Réforme de l’éducation en Algérie : L’introduction de l’anglais va-t-elle sauver notre système scolaire ?
Depuis quelques années, le ministère de l’Éducation nationale a lancé un chantier titanesque qui a bouleversé le quotidien des familles : la généralisation de l’anglais dès le primaire et son introduction massive à l’université. Sur le papier, l’idée de tourner la page de l’héritage francophone pour s’arrimer à la mondialisation séduit. Mais sur le terrain, entre parents déboussolés, professeurs en première ligne et élèves qui subissent le choc, cette transition linguistique est-elle vraiment la potion magique pour ressusciter notre système éducatif, ou agit-elle comme un pansement sur des maux bien plus profonds ? Plongée au cœur d’une réforme qui agite les chaumières algériennes.
L’anglais, la nouvelle lingua franca : pourquoi ce virage radical ?
Il faut bien l’avouer : le monde a changé, et l’école algérienne ne pouvait pas éternellement rester en décalage. L’argument principal des partisans de cette réforme est imparable. Aujourd’hui, l’anglais n’est plus seulement la langue de Shakespeare, c’est le langage universel de la science, de la technologie, de la recherche médicale et du business international.
Selon un rapport de l’UNESCO sur l’éducation multilingue, maîtriser une langue internationale comme l’anglais dès le plus jeune âge favorise l’ouverture culturelle et l’accès au savoir mondial. Pour un pays qui ambitionne de s’insérer dans l’économie du savoir et de diversifier ses partenariats internationaux, former une jeunesse bilingue (arabe-anglais) est devenu une nécessité stratégique. L’objectif est clair : casser la « barrière de la langue » qui freine nos chercheurs dans l’accès aux publications scientifiques mondiales, et offrir à nos jeunes diplômés un passeport pour l’employabilité à l’échelle globale.
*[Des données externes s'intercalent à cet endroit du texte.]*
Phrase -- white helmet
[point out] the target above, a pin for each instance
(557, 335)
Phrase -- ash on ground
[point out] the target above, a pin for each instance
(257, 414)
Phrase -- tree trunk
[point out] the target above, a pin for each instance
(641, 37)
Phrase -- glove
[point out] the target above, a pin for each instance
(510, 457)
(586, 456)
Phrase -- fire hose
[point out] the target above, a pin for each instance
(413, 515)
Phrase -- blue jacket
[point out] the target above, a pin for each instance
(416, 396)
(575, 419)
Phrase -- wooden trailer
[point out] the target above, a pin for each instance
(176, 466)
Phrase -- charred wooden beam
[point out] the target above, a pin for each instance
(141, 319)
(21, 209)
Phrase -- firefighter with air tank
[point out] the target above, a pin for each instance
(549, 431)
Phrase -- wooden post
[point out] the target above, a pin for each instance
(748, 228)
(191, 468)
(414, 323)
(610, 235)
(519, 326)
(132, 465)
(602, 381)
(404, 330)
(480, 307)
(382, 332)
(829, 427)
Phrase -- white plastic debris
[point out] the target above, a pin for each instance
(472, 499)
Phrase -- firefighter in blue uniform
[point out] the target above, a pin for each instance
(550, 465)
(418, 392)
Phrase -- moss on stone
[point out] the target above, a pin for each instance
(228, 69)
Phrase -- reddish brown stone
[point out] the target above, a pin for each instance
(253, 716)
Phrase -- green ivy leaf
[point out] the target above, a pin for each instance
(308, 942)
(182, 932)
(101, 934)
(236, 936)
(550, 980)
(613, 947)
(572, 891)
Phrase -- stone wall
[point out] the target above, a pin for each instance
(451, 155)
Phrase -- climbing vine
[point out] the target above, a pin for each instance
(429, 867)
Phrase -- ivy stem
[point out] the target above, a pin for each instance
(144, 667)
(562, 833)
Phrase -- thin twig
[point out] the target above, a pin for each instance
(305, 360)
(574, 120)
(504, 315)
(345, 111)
Sur ce point, l’intention est louable et répond à une attente réelle d’une partie de la société.
Le choc du terrain : quand la théorie se heurte à la réalité des classes
Pourtant, il y a un fossé immense entre les circulaires ministérielles et la réalité d’une salle de classe surchargée. Si vous croisez des parents d’élèves aujourd’hui, le constat est souvent le même : l’inquiétude.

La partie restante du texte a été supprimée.